CASTEL GANDOLFO, lunedì, 29 agosto 2011 (ZENIT.org).- “Che il Signore si mostri”. E' questa la preghiera che Papa Benedetto XVI ha rivolto al termine del tradizionale incontro con i suoi ex allievi, svoltosi a Castel Gandolfo dal 25 al 28 agosto.

Il seminario estivo degli ex allievi del Pontefice (“Ratzinger Schülerkreis”) ha affrontato quest'anno il tema della nuova evangelizzazione.

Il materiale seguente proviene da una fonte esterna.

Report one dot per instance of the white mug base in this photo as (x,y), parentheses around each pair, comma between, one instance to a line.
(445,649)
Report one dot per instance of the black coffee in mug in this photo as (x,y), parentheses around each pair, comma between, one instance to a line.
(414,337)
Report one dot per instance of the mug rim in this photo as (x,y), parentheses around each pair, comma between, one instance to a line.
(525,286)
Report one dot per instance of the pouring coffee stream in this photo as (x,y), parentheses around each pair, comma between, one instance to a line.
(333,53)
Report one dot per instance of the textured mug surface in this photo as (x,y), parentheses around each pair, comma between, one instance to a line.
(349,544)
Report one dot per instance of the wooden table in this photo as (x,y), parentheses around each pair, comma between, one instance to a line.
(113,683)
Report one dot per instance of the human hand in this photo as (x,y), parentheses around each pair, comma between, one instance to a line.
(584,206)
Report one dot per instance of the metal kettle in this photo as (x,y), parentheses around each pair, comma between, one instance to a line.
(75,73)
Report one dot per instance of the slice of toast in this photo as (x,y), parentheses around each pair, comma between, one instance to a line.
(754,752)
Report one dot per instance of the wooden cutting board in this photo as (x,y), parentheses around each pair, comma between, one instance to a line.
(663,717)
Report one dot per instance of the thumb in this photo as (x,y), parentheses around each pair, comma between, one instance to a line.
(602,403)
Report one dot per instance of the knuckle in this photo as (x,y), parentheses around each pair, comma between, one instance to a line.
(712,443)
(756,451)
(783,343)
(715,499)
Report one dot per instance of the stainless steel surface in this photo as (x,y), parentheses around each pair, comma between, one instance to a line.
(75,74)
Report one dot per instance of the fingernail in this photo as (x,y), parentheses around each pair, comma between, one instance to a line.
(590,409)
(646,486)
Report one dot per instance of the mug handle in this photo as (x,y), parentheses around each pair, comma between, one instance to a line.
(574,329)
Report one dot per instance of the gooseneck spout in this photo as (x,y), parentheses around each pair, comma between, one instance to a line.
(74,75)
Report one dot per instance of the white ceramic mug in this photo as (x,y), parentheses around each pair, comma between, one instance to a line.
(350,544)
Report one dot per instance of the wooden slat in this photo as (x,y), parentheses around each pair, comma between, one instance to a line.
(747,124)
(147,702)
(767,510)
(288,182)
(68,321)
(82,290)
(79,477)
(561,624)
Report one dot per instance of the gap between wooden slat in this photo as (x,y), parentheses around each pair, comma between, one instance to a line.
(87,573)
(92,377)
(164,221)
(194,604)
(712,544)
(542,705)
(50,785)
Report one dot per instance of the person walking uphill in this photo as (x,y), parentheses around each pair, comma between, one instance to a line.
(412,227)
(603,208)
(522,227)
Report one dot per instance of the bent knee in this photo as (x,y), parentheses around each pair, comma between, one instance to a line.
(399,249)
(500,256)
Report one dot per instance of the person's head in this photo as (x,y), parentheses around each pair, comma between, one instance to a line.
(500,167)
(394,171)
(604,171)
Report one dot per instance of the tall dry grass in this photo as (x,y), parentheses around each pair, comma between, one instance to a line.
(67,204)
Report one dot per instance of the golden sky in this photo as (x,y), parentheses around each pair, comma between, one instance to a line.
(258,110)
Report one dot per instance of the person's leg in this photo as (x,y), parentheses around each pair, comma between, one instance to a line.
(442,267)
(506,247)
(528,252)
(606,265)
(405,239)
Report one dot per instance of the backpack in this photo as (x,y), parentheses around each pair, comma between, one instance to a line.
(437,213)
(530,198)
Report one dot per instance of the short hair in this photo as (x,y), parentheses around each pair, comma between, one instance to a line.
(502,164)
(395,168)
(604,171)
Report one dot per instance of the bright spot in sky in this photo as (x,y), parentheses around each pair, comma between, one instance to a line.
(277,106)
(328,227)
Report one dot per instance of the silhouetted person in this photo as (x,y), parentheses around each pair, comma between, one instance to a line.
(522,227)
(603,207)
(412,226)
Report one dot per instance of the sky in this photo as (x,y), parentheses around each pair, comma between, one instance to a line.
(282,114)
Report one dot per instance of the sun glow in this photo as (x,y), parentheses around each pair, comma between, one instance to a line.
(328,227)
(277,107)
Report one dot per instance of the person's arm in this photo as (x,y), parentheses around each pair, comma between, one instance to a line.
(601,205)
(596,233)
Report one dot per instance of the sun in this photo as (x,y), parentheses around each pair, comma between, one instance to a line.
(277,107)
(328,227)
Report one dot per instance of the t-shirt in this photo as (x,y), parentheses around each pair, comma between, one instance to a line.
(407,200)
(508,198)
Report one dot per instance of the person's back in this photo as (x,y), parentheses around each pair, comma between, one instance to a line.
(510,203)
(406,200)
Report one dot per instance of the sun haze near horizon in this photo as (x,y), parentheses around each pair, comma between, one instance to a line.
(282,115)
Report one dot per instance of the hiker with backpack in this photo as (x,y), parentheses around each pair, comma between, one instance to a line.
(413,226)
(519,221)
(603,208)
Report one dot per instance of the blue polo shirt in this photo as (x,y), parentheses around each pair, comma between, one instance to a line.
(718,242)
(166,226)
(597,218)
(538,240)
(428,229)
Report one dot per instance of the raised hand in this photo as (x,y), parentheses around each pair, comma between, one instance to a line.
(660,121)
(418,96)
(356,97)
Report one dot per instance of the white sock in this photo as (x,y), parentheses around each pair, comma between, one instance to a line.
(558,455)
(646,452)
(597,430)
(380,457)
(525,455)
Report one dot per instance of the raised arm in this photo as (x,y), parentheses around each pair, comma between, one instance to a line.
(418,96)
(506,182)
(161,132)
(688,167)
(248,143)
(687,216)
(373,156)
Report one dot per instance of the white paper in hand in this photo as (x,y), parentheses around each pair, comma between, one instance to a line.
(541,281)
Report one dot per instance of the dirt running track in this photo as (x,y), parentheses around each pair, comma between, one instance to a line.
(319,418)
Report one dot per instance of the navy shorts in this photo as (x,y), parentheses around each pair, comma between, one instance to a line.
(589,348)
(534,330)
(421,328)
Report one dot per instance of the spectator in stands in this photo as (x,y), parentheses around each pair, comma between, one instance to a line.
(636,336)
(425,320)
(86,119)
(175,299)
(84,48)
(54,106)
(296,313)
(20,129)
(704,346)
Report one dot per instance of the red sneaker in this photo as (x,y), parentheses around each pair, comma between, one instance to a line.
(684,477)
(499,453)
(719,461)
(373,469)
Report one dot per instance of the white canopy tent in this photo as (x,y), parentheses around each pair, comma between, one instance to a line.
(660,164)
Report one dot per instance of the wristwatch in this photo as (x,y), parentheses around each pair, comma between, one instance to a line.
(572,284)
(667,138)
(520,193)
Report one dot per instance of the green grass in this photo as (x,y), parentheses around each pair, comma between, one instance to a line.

Questa domenica mattina, Benedetto XVI ha presieduto la Messa nel Centro Mariapoli di Castel Gandolfo. Introducendo la celebrazione eucaristica, ha chiesto al Signore di palesarsi ai suoi fedeli.

“In questo tempo dell’assenza di Dio, quando la terra delle anime è arida e la gente ancora non sa da dove venga l'acqua viva, chiediamo al Signore che Egli si mostri”, ha affermato.

“Vogliamo chiedergli che a coloro che cercano altrove l'acqua viva, mostri che tale acqua è Lui stesso, e che Lui non permette che la vita degli uomini, la loro sete per ciò che è grande, per la pienezza, anneghi e soffochi nel transitorio”.

“Vogliamo chiedere a Lui, soprattutto per i giovani, che la sete di Lui diventi viva in loro e che essi riconoscano dove si trova la risposta”, ha aggiunto.

“E noi, che Lo abbiamo potuto conoscere fin dalla nostra giovinezza, possiamo chiedere perdono, perché portiamo così poco la luce del suo volto agli uomini, così poco proviene da noi la certezza che 'Egli è, Egli è presente, ed Egli è la realtà grande, piena, che tutti attendiamo'”.

“Vogliamo chiedere a Lui che ci perdoni, che ci rinnovi con l'acqua viva del suo Spirito e ci doni di celebrare i sacri Misteri degnamente”, ha concluso il Papa.

A questa edizione dell'incontro hanno partecipato 40 persone, tra cui il Cardinale Christoph Schönborn, Arcivescovo di Vienna, monsignor Hans-Jochen Jaschke, Vescovo ausiliare di Amburgo, e monsignor Barthélémy Adoukonou, segretario del Pontificio Consiglio per la Cultura.